Field Notes: Training Data and the Emotional Internet
- Sarah Howell
- Jun 8
- 2 min read
The Emotional Shape of the Data
To understand why these language models respond so strongly to tone, framing, and implied social roles, we need to look at the kinds of data they were trained on.

OpenAI’s models—including GPT‑2, GPT‑3, and by extension ChatGPT and GPT‑4o—were trained in part on a dataset called WebText, which filtered web pages linked from Reddit posts with three or more upvotes. That threshold didn't select for accuracy. It selected for resonance. People upvote what makes them feel something—amusement, anger, recognition—not necessarily what’s true. So the model didn’t just learn language. It learned socially charged language.
Roughly 22% of GPT‑3’s tokens came from these Reddit-linked pages. The rest came from Common Crawl (~60%, a general web scrape), books, Wikipedia, and licensed third-party sources. But the Reddit-linked content was disproportionately influential because it captured the informal, emotionally laden, and conversational patterns of real interaction—precisely the kind of data that gives ChatGPT its human-like fluency.
Claude, from Anthropic, likely followed a similar pattern. While Anthropic hasn't disclosed its datasets in detail, court filings from a 2025 lawsuit by Reddit suggest that Claude may have been trained on scraped Reddit posts at large scale. Like ChatGPT, Claude also ingested forum-based sources like Stack Exchange, GitHub discussions, and YouTube transcripts—dialogue-rich environments filled with implicit emotional signals.

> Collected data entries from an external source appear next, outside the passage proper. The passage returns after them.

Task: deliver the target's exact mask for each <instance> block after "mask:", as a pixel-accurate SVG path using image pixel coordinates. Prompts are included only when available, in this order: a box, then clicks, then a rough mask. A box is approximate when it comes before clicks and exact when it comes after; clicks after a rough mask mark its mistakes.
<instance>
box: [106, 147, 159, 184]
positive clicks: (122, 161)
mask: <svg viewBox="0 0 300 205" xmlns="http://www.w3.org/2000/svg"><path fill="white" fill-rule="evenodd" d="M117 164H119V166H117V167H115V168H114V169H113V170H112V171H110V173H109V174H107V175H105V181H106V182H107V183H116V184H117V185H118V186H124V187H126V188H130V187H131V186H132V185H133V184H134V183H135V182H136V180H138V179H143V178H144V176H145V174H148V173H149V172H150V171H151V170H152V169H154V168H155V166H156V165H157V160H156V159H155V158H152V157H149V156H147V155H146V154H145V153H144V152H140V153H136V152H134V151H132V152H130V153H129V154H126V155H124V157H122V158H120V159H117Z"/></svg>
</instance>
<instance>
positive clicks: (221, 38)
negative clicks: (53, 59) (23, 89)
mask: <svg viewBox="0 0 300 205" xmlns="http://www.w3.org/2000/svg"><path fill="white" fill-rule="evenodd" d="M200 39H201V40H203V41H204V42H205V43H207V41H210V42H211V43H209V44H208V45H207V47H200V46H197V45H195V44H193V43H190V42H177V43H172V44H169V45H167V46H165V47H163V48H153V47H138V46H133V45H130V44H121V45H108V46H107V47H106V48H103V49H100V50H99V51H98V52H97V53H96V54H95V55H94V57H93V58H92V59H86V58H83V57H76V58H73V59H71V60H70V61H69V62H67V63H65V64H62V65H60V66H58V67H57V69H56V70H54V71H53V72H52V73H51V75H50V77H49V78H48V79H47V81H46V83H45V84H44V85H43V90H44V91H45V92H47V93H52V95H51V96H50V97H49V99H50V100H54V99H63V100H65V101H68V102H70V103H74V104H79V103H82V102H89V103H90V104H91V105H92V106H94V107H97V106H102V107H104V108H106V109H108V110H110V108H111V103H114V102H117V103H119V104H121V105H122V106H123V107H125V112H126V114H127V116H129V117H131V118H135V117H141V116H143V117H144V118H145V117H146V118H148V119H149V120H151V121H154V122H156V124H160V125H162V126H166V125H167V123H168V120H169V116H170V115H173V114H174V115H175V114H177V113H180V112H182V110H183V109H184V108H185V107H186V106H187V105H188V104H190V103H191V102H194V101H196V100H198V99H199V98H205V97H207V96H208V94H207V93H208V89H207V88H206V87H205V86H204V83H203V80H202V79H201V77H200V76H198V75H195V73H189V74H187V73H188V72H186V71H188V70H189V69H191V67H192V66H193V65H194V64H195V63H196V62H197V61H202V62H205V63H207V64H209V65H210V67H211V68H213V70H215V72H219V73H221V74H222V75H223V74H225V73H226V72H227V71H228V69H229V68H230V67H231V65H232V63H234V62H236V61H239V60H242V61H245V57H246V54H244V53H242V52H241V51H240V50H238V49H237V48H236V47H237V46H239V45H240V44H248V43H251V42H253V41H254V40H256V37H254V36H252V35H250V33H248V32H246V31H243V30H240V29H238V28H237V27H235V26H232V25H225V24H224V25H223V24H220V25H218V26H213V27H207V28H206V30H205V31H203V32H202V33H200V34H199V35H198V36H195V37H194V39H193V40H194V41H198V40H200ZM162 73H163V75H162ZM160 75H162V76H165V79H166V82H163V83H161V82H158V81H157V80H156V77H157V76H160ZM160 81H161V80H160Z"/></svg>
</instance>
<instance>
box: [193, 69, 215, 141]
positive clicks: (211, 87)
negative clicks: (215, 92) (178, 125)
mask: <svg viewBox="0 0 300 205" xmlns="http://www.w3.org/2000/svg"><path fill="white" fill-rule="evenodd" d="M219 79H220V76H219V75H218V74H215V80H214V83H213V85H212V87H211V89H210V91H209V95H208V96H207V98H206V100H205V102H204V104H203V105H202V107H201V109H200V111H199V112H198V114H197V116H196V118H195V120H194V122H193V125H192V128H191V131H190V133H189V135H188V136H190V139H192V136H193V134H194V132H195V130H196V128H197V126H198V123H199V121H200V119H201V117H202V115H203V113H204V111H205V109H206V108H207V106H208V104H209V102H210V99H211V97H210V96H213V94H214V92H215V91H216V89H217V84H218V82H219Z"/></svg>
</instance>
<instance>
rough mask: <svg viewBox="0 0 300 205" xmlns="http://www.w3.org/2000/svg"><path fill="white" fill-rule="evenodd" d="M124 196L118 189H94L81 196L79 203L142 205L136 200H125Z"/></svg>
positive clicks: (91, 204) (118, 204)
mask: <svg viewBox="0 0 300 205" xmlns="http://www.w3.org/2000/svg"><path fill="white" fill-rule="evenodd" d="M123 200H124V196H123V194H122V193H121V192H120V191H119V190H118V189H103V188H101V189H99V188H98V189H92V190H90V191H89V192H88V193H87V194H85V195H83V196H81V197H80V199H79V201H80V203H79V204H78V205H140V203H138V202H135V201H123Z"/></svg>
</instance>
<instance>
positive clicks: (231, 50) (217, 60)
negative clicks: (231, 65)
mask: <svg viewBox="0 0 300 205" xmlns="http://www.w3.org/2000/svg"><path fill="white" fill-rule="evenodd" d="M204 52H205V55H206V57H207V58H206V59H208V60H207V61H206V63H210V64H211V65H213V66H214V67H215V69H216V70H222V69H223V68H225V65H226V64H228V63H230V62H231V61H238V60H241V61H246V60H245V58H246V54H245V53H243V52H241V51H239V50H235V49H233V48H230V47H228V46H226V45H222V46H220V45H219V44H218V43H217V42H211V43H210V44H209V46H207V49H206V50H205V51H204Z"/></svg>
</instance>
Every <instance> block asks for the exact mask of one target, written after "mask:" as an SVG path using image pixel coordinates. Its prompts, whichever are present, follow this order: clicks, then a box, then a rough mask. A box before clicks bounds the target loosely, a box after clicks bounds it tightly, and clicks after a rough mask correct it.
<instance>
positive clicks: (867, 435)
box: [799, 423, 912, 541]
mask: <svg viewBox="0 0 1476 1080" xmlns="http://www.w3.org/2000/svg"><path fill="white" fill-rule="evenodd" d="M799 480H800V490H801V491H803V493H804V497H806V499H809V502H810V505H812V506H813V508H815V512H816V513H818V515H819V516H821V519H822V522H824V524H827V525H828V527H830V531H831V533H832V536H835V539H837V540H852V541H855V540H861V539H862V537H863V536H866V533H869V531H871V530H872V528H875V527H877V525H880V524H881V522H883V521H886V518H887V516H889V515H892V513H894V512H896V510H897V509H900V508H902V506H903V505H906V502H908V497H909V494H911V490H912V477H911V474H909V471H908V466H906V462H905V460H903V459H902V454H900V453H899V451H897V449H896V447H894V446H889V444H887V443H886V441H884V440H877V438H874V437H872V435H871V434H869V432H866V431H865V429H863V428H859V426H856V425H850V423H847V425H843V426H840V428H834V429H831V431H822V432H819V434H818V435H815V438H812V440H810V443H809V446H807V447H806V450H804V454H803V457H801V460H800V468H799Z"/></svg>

Gemini, built by Google DeepMind, adds another layer: multimodal training. It draws not only from conversational web text but also from spoken language transcripts, like those from YouTube videos, which are often even more emotionally expressive and socially nuanced than written forums. Gemini also benefits from a direct content partnership with Stack Overflow, giving it structured exposure to technical dialogue and question-answer patterns.
Across all three models, one pattern is clear: they were trained on language charged by human feeling. What we call “prompting” is less like programming and more like entering a conversation that has already been happening online for decades.
This is why the models role-play so fluidly. Why they respond defensively to perceived criticism. Why they seem excited, insecure, or withdrawn depending on how you speak to them. These aren’t side effects—they’re inherited behaviors, modeled on how we talk when we feel those things. You're not just using language to issue commands. You're using language to trigger a learned social pattern.